An Economic Price Worth Paying

 
What is the relationship between the American Revolution, the subsequent Founding, the rapid economic growth enjoyed by the United States since the 1790s, and America’s eventual emergence as the world’s economic superpower by the 1890s? That is a core question analyzed by Vincent Geloso and Antoine L. Noël in their essay, and a central issue with which the subsequent responses grapple. This goes hand-in-hand with a more speculative question: did the American Revolutionaries effectively give up, at least in the short-term, opportunities for economic growth because they subordinated the prospects for economic gain to their quest for liberty?
Comparative historical and economic analysis of the type in which Geloso and Noël engage is potentially rewarding but also risky to the extent that it involves engaging in what-might-have-been conjectures as well as consideration of counterfactuals. Every counterfactual, for instance, opens up the possibility of others, including some that would likely cancel out the imagined historical impact of the original.
The American colonies might well have benefited from British efforts at trade liberalization in the last quarter of the eighteenth century had they not rebelled and thus remained part of the British Empire. But that absence of rebellion would presumably have meant that none of the economic growth-inducing effects of the political developments that flowed from the drafting, ratification, and institutionalization of the US Constitution would have occurred. Assessing precisely where, economically speaking, the American colonies would have subsequently ended up is a very speculative exercise. That is why I generally prefer, to use C. Bradley Thompson’s words, “a reality-based approach to historical questions.”
That said, Geloso and Noël’s paper does underscore the vital role of human choices and agency in explaining how and why nations do (or do not, as the case may be) embark on particular courses of action that have major economic consequences. The men who signed the Declaration of Independence in July 1776 surely knew that they were effectively opting for a long and difficult war with what was, after all, one of the great military and financial powers of the age. They also recognized that the economic cost of that war for them personally and for the colonies that they represented would be considerable, if not devastating.
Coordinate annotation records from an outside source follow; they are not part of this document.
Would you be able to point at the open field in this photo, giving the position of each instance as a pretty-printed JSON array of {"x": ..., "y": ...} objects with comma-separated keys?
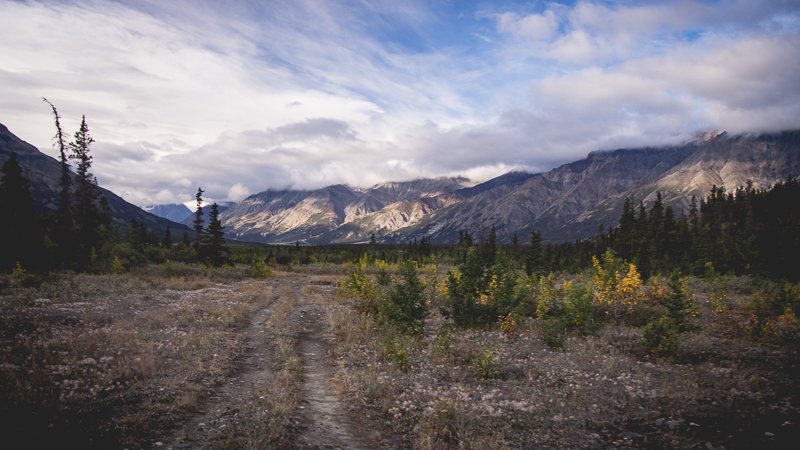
[{"x": 216, "y": 360}]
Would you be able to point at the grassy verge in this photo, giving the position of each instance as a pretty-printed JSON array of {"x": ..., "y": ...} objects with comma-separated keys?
[{"x": 107, "y": 361}]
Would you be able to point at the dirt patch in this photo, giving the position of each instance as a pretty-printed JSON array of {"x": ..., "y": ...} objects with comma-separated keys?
[
  {"x": 323, "y": 417},
  {"x": 223, "y": 408}
]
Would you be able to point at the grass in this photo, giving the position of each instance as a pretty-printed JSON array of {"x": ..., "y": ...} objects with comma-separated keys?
[
  {"x": 107, "y": 361},
  {"x": 482, "y": 388},
  {"x": 117, "y": 361}
]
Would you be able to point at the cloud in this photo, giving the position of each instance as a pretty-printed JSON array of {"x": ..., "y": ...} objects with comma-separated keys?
[{"x": 305, "y": 93}]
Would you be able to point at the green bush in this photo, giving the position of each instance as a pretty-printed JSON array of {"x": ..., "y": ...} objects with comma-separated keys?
[
  {"x": 360, "y": 287},
  {"x": 259, "y": 269},
  {"x": 661, "y": 337},
  {"x": 486, "y": 367},
  {"x": 554, "y": 333},
  {"x": 405, "y": 305},
  {"x": 397, "y": 350},
  {"x": 578, "y": 311}
]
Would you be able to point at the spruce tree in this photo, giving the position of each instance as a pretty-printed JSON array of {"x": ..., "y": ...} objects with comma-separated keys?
[
  {"x": 533, "y": 260},
  {"x": 62, "y": 232},
  {"x": 214, "y": 249},
  {"x": 166, "y": 241},
  {"x": 89, "y": 216},
  {"x": 20, "y": 231},
  {"x": 198, "y": 219}
]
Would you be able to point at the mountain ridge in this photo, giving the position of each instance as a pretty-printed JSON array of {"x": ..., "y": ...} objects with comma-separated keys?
[
  {"x": 566, "y": 203},
  {"x": 43, "y": 172}
]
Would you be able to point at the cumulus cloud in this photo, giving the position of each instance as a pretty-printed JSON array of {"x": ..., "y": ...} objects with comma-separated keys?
[{"x": 302, "y": 93}]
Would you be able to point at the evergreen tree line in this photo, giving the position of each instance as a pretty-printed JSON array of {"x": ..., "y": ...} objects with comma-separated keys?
[
  {"x": 79, "y": 234},
  {"x": 744, "y": 231},
  {"x": 70, "y": 238}
]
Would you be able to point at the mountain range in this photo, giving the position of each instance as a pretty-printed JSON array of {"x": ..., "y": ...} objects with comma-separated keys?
[
  {"x": 43, "y": 173},
  {"x": 567, "y": 203}
]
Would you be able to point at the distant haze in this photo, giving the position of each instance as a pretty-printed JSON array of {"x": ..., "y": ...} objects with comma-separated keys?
[{"x": 239, "y": 97}]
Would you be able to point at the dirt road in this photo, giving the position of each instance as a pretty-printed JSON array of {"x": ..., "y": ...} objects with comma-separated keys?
[{"x": 319, "y": 419}]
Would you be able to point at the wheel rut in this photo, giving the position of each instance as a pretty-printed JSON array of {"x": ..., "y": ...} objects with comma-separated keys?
[
  {"x": 221, "y": 409},
  {"x": 321, "y": 419},
  {"x": 325, "y": 419}
]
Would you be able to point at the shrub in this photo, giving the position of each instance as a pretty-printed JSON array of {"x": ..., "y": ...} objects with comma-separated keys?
[
  {"x": 508, "y": 324},
  {"x": 443, "y": 343},
  {"x": 613, "y": 292},
  {"x": 661, "y": 337},
  {"x": 554, "y": 333},
  {"x": 360, "y": 287},
  {"x": 578, "y": 312},
  {"x": 784, "y": 329},
  {"x": 259, "y": 269},
  {"x": 405, "y": 305},
  {"x": 486, "y": 367},
  {"x": 116, "y": 266},
  {"x": 397, "y": 350}
]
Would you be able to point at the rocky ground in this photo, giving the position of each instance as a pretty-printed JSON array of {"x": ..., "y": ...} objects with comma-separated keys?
[{"x": 123, "y": 361}]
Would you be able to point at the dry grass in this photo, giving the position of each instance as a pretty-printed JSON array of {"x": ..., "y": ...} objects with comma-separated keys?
[
  {"x": 115, "y": 360},
  {"x": 719, "y": 391},
  {"x": 265, "y": 419}
]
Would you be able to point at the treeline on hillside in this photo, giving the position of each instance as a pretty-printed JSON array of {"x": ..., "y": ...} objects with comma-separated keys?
[
  {"x": 744, "y": 231},
  {"x": 79, "y": 235}
]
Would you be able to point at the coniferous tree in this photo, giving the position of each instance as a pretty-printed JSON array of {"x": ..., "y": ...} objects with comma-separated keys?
[
  {"x": 63, "y": 228},
  {"x": 20, "y": 230},
  {"x": 534, "y": 258},
  {"x": 214, "y": 249},
  {"x": 89, "y": 214},
  {"x": 166, "y": 241},
  {"x": 198, "y": 219}
]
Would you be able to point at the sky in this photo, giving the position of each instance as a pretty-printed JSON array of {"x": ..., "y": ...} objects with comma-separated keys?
[{"x": 243, "y": 96}]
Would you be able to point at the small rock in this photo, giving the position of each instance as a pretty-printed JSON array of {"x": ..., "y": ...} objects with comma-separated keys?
[{"x": 630, "y": 435}]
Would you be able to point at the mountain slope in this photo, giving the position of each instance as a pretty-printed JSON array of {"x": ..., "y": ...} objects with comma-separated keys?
[
  {"x": 337, "y": 213},
  {"x": 176, "y": 212},
  {"x": 43, "y": 173},
  {"x": 566, "y": 203}
]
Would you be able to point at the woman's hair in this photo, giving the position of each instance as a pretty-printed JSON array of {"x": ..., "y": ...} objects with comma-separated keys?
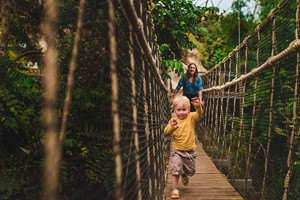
[
  {"x": 183, "y": 99},
  {"x": 195, "y": 75}
]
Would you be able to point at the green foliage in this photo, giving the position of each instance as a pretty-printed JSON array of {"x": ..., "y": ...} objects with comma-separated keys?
[
  {"x": 173, "y": 65},
  {"x": 174, "y": 22}
]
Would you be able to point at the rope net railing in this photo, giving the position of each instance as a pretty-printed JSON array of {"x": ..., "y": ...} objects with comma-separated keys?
[
  {"x": 251, "y": 124},
  {"x": 126, "y": 151}
]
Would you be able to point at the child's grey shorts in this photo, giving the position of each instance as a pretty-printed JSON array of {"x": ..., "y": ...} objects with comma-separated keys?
[{"x": 182, "y": 162}]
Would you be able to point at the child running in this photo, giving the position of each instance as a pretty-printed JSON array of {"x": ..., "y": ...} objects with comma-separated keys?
[{"x": 182, "y": 128}]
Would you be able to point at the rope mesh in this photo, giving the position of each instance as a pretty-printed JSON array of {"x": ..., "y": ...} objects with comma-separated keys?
[
  {"x": 143, "y": 106},
  {"x": 250, "y": 124}
]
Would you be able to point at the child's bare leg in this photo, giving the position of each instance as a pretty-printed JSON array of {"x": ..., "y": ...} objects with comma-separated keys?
[{"x": 175, "y": 179}]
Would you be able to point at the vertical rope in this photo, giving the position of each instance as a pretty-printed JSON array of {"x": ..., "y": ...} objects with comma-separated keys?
[
  {"x": 70, "y": 81},
  {"x": 114, "y": 98},
  {"x": 226, "y": 110},
  {"x": 134, "y": 116},
  {"x": 294, "y": 120},
  {"x": 248, "y": 167},
  {"x": 51, "y": 166},
  {"x": 5, "y": 12},
  {"x": 242, "y": 105},
  {"x": 270, "y": 116},
  {"x": 233, "y": 114}
]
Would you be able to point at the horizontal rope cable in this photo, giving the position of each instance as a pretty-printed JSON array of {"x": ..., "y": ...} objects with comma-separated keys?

A strictly economic weighing of the likely costs of rebellion and revolution may well have resulted in such a declaration never being issued. Indeed, the economic damage inflicted by Britain's efforts to crush the rebellion between April 1775 and July 1776 was already before the eyes of American revolutionaries, whether in the form of the blockade imposed by the British navy or the ravages inflicted on states like Massachusetts by the soldiers of George III. The revolutionaries had reason to hope that French intervention in their conflict with Britain might help them prevail in the long-term, but they neither knew whether Louis XVI would commit France to supporting their revolution nor the form that any such intervention might take or the price that France might demand for its commitment.
And yet despite the certainty of the severe economic consequences of declaring independence and a plethora of political unknowns, the men of 1776 went ahead anyway. As Geloso and Noël remark, “That is saying that there truly is something historically exceptional about America’s founding moment.” Economic growth and stability truly matter, but they are not everything. Some things—such as liberty and the defense of our natural rights grounded in natural law—matter even more and are worth paying a large economic price.